"What is powerful
is when what you say
is just the tip of the iceberg
of what you know."
-- Jim Rohn
In preparation for a training consulting job and another of speaking to some teenagers who are just beginning to consider careers and jobs, I've had a lot of things that I've learned running through my brain. As a sales manager in one form or another since 1975 and my observation of people in sales positions wherever I've traveled, that gets mixed into all that I know on the subject of influence and sales.
Of all that I have learned and taught for so long, I can bring down to one short sentence my entire philosophy of doing well in sales, management, or any other endeavor. Here it is:
Be the best you can be.
I didn't say THE best. I said the best YOU can be. Not the best anyone could be, but only and exclusively the best that you can be. Whatever that is.
I deal with and have dealt with a lot with auto & truck salespeople. One thing that I noticed that is common with far too many is their lack of sincere interest in wanting to be the best they could be. They just want to get through it without too much effort from them. Many of them didn't survive long with that philosophy.
When it comes to learning a job or career, the very first thing on my list of expectations and instruction is to know what you're selling. And, I mean know it so well that you seem like an expert on the product or service. This is the foundation of doing well. I see 20+ year veterans who can't give a walkaround presentation on a vehicle. That amazes me. But, there was an old phrase I learned long ago that says, "he had 20 years of experience--one year, repeated twenty times."

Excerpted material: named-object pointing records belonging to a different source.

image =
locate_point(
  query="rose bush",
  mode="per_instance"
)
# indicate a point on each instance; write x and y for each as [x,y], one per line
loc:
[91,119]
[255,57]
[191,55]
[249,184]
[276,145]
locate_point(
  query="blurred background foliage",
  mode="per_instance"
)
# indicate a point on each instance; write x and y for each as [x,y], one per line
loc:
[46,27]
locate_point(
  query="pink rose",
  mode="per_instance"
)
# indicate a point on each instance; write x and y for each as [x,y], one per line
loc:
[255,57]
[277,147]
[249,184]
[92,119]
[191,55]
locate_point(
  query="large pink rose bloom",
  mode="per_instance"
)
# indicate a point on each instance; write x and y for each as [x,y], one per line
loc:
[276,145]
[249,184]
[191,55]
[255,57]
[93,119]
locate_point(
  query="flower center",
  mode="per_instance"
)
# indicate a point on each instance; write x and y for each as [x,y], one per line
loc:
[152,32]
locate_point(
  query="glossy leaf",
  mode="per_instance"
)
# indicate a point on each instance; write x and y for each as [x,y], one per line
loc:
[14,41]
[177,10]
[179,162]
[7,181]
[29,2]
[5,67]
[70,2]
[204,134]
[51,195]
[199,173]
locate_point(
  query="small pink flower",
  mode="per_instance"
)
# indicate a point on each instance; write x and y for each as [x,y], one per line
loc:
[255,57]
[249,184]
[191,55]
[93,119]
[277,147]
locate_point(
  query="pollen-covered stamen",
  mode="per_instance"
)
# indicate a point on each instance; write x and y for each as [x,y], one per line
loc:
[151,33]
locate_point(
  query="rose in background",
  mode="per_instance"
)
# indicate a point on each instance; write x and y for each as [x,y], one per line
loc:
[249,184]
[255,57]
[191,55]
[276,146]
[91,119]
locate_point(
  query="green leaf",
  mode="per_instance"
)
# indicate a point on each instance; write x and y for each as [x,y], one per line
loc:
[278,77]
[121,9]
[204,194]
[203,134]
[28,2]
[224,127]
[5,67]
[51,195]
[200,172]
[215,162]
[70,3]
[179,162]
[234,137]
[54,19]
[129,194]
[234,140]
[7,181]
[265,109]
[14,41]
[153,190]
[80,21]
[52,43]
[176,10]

Jim Rohn said on a set of tapes once that you don't need to talk about but 5 or 6 things to sell a car. And, he's right. The more you talk about in numbers of things, the more the prospect can be confused. However, you have to know which 5 or 6 things to talk about from the 250 things you know. If you don't know the 250 things, you are very limited in your influence.
I recommend to every person doing any job, and especially in sales, to know your product and service as an expert in it. When you know all that about your product and service, what you say will be the tip of the iceberg of what you know, and just as with an iceberg, you can only see about 10% of what it really is in size, people will get that feeling from you, and have confidence in you, sensing the depth of your knowledge.
"Lack Of Homework Shows Up In The Marketplace As Well As In The Classroom." -- Jim Rohn
Spread Some Joy Today--"Sometimes I just think funny thoughts!" -- from the movie, Arthur. It is a great philosophy.